Contradictions & Debates

  • CD27-based memory B cell identification misses the DN subset, which can represent the majority of the memory compartment in SLE and may be relevant in acute infections. Studies that rely solely on CD27 to enumerate memory B cells will undercount this population.
  • The DN1/DN2 subdivision partially resolves the ontological question: DN1 cells are likely GC-derived memory precursors (SWM-like), while DN2 cells are EF effectors and not memory cells per se. Whether DN1 cells complete full GC reactions or represent early GC emigrants remains unresolved.

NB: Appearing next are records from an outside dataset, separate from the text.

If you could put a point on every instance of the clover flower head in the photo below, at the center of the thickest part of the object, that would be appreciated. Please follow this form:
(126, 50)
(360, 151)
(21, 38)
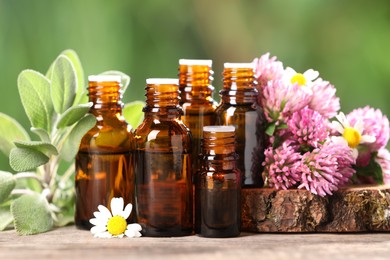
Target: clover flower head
(113, 224)
(304, 80)
(268, 69)
(326, 168)
(308, 127)
(351, 134)
(282, 166)
(375, 124)
(324, 99)
(280, 101)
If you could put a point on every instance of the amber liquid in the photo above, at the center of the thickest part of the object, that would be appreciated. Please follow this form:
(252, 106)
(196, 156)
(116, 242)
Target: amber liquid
(195, 120)
(164, 193)
(99, 178)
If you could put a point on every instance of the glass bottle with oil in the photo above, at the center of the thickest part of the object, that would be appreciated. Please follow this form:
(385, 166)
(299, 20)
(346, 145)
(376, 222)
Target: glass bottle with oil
(195, 78)
(163, 171)
(239, 108)
(104, 161)
(218, 185)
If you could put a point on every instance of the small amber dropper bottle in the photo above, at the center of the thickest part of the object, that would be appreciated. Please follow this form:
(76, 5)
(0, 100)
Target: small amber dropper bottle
(104, 161)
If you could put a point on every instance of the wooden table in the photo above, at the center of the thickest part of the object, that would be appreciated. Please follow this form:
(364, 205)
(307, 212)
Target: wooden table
(70, 243)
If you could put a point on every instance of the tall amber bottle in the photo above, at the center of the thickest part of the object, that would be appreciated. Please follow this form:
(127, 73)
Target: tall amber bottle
(104, 162)
(239, 107)
(163, 166)
(195, 77)
(218, 185)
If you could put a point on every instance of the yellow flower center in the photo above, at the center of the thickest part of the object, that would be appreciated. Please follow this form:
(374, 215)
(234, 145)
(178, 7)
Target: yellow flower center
(352, 136)
(298, 78)
(116, 225)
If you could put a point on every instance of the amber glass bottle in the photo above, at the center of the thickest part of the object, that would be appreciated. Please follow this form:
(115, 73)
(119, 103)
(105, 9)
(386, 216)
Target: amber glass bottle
(195, 77)
(104, 163)
(218, 185)
(239, 107)
(163, 166)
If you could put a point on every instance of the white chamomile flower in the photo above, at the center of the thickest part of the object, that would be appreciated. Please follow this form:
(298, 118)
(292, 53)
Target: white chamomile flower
(351, 135)
(107, 225)
(304, 80)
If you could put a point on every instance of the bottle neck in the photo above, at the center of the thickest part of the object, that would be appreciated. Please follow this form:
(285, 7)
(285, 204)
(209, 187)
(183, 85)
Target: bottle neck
(162, 100)
(219, 151)
(106, 97)
(195, 83)
(239, 86)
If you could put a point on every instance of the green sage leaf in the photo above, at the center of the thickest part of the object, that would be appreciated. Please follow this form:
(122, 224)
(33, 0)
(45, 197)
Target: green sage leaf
(46, 148)
(7, 184)
(31, 214)
(133, 114)
(34, 91)
(10, 131)
(63, 84)
(42, 133)
(72, 144)
(5, 217)
(73, 114)
(26, 159)
(125, 79)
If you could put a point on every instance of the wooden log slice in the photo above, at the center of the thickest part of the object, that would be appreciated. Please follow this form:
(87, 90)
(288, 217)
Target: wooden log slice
(355, 209)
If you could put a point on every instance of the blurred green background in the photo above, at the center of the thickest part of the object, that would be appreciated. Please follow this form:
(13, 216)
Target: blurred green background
(348, 42)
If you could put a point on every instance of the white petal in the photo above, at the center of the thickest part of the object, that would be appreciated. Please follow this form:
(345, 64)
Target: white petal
(117, 206)
(103, 235)
(311, 74)
(338, 127)
(104, 211)
(126, 213)
(98, 229)
(367, 139)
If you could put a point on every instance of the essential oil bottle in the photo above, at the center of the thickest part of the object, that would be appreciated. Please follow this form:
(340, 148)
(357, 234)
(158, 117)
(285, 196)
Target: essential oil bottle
(239, 108)
(195, 78)
(104, 160)
(218, 185)
(164, 189)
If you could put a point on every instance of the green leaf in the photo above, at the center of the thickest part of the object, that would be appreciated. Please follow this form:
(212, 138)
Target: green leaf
(72, 144)
(46, 148)
(31, 214)
(63, 84)
(26, 159)
(7, 184)
(373, 169)
(5, 217)
(270, 129)
(80, 90)
(133, 113)
(73, 114)
(125, 79)
(34, 91)
(10, 131)
(42, 133)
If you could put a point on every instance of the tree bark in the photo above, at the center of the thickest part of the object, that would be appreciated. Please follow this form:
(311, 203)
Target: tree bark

  • New complication — memory DN2 cells: The discovery of durable antigen-specific DN2 cells post-vaccination blurs the effector/memory distinction. DN2 may be a phenotypic state that can be occupied by both effector cells (in acute responses) and memory cells (long-term), with different underlying transcriptional and epigenetic programmes. Studies using DN2 phenotype alone cannot distinguish these two states (see Sanz2025 - Human Atypical B Cells Overview).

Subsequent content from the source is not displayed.